The furious backlash saw analysts, customers and commentators demand her sacking at the time but she managed to survive the outrage.
At the time she was credited with coming forward and taking ownership of the problem personally with a series of video messages to customers.
‘The first 12 to 24 hours is critical in these crisis,’ said one PR specialist. ‘She came out on the front foot in that time, which was good.’
But she will now face similar calls to quit after this latest outage left millions stranded for hours – without any sign of the CEO.
Questions have also been asked about her various roles on the side in addition to her demanding Optus job, with seats on the board of several other different companies.
Pictured are where Optus users have reported the network blackout
Her LinkedIn profile admits she is still currently a non-executive director of digital advertising company REA Group and also of Indian-owned telco Airtel Africa.
She was also still a non-executive director of Afterpay rival Openpay for almost two year after she became Optus CEO until finally quitting in January 2022.
At the time of last year’s data hack, some critics asked if the Optus CEO job had her full attention.
In the wake of the 2022 data leak, she dismissed calls for stiffer European-style penalties for companies who fail to protect their customer’s personal details.
‘Look, honestly I’m not sure what penalties benefit anybody,’ she said at the time.
‘I think what I can say is Optus is doing absolutely everything possible to be transparent, to be on the front foot.
‘We’re communicating to every customer individually about which specific fields of theirs may have been accessed and we’re working through that.’
The company is now facing a class action over the data breach.

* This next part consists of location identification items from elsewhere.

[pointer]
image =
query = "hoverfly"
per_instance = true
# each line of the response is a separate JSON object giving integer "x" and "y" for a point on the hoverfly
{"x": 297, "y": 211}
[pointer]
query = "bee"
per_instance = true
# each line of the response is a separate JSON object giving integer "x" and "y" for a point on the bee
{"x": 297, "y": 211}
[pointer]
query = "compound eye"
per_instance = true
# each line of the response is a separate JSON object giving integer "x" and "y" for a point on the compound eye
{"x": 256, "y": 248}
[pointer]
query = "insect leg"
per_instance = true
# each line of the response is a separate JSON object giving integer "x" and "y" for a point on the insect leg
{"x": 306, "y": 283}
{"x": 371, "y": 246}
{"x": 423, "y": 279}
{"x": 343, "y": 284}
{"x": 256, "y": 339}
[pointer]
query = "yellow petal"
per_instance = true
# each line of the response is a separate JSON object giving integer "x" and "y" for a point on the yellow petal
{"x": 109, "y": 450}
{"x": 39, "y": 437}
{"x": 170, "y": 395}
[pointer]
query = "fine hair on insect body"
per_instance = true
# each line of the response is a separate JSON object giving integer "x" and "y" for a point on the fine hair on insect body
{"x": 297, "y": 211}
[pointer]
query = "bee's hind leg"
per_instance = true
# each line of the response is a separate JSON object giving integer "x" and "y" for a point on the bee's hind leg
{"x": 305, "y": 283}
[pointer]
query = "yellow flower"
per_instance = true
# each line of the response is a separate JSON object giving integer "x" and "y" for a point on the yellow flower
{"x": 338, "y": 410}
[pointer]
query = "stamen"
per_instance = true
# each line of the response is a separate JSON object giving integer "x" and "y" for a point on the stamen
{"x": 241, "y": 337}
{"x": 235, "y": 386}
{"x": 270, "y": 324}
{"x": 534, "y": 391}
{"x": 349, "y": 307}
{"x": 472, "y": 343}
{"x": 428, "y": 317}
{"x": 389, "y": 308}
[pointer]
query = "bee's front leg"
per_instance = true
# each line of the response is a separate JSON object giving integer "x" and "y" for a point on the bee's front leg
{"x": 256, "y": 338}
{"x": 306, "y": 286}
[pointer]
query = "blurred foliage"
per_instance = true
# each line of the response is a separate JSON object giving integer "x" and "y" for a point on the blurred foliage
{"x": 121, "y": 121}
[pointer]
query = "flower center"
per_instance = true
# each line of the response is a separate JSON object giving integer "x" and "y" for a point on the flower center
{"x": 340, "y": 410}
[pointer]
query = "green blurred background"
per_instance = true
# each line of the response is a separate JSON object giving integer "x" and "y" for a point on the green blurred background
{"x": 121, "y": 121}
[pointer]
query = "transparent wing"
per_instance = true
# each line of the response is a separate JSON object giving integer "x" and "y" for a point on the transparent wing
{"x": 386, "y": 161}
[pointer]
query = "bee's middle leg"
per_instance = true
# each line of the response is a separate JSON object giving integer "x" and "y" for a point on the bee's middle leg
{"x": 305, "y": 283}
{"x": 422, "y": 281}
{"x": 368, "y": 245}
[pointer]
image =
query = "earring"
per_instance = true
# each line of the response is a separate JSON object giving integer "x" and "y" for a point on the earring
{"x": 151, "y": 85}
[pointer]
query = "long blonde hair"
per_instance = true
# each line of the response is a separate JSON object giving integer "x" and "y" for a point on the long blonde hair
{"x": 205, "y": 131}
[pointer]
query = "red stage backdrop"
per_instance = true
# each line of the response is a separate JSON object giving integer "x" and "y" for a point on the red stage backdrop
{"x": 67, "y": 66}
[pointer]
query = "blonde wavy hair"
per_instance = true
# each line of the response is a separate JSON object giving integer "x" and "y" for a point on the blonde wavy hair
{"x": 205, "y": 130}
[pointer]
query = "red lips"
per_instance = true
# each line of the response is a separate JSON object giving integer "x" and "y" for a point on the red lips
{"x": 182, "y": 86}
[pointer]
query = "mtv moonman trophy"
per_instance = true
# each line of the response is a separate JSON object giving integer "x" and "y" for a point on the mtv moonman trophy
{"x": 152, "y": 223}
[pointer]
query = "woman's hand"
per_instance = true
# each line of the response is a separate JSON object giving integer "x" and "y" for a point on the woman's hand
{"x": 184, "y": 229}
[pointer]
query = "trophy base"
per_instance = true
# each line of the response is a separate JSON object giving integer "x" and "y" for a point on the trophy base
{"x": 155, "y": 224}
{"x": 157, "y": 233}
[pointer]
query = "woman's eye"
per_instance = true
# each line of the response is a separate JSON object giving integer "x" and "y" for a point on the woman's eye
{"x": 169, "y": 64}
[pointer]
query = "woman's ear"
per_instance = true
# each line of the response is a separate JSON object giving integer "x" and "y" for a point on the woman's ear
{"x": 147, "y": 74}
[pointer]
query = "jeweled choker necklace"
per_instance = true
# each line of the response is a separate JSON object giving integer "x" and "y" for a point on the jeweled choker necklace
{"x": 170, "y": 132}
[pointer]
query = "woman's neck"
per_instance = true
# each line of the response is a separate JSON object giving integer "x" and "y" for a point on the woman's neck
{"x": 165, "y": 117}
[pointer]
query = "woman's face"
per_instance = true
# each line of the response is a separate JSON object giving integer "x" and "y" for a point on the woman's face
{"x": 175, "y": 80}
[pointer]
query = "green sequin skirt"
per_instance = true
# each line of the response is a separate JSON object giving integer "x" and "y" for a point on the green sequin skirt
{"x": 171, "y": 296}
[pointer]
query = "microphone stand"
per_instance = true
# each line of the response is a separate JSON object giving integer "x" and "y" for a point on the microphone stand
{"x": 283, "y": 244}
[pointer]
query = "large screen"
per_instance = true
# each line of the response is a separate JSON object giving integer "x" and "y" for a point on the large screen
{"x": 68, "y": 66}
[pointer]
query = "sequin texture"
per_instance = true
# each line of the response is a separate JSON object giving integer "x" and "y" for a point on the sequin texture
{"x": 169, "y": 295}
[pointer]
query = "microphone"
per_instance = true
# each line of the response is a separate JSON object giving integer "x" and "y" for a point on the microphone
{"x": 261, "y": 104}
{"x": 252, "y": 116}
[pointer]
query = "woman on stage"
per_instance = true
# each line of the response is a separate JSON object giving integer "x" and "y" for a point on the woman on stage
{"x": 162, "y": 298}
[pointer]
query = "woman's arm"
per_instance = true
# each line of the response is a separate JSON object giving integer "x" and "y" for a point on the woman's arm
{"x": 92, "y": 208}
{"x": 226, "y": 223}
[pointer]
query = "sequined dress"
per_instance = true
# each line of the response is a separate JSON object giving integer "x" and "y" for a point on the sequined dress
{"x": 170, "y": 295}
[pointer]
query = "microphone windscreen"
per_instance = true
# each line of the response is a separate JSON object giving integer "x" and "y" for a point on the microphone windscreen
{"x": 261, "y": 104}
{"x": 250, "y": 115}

Angry customers have led the backlash against the CEO online, with some demanding she steps down or be fired over this fresh debacle.
‘Under this current Optus CEO Kelly Bayer Rosmarin, which started 1 April 2020 (that date says a lot, April fools) there have been more issues than the last 20 years,’ posted one on X.
‘Rot starts at the top… time for a change and clean out of a number of others. They take and give nothing.’
Another added: ‘Can someone do a welfare check on Kelly Bayer Rosmarin…she’s everywhere when there is a woke box to tick but nowhere when there is an Optus outages, cyber events or price hikes.’